Clonal expansion of RBD-specific B lymphocytes after six months of prime vaccination represented 13%, 22%, 16%, and 23% of the memory B lymphocytes among Ad26.COV2.S, AZ/BNT, AZ/AZ, and mRNA vaccines, respectively. The VH3-53, VH3-30, and VH1-46 genes were highly expressed among AZ/AZ and AZ/BNT vaccinees. No differences were observed in the somatic mutations among AZ/AZ and AZ/BNT vaccinees. However, more mutations were noted in Ad26.COV2.S and mRNA vaccinees.
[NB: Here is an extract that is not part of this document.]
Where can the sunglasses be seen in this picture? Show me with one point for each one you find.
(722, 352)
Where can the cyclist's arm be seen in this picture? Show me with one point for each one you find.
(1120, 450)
The mean half-maximal concentrations (EC50) of RBD-binding antibodies elicited by AZ/AZ vaccinees and AZ/BNT vaccines were similar. The binding affinities of antibodies induced by the mRNA, Ad26.COV2.S, AZ/AZ or AZ/BNT vaccines were also similar. However, the epitopes distributed in the memory antibody repertoires significantly differed between the vaccination regimens. The structural analyses showed that the AZ090 binding orientation was similar to that of previously described antibodies which were isolated after natural SARS-CoV-2 infection.
Overall, the study findings showed superior humoral immunity induced by heterologous AZ/BNT vaccination against SARS-CoV-2 strains. All vaccines were effective, although vaccine efficacy waned with time and could be enhanced by decreasing the interval between the prime and boost doses.
bioRxiv publishes preliminary scientific reports that are not peer-reviewed and, therefore, should not be regarded as conclusive, guide clinical practice/health-related behavior, or treated as established information.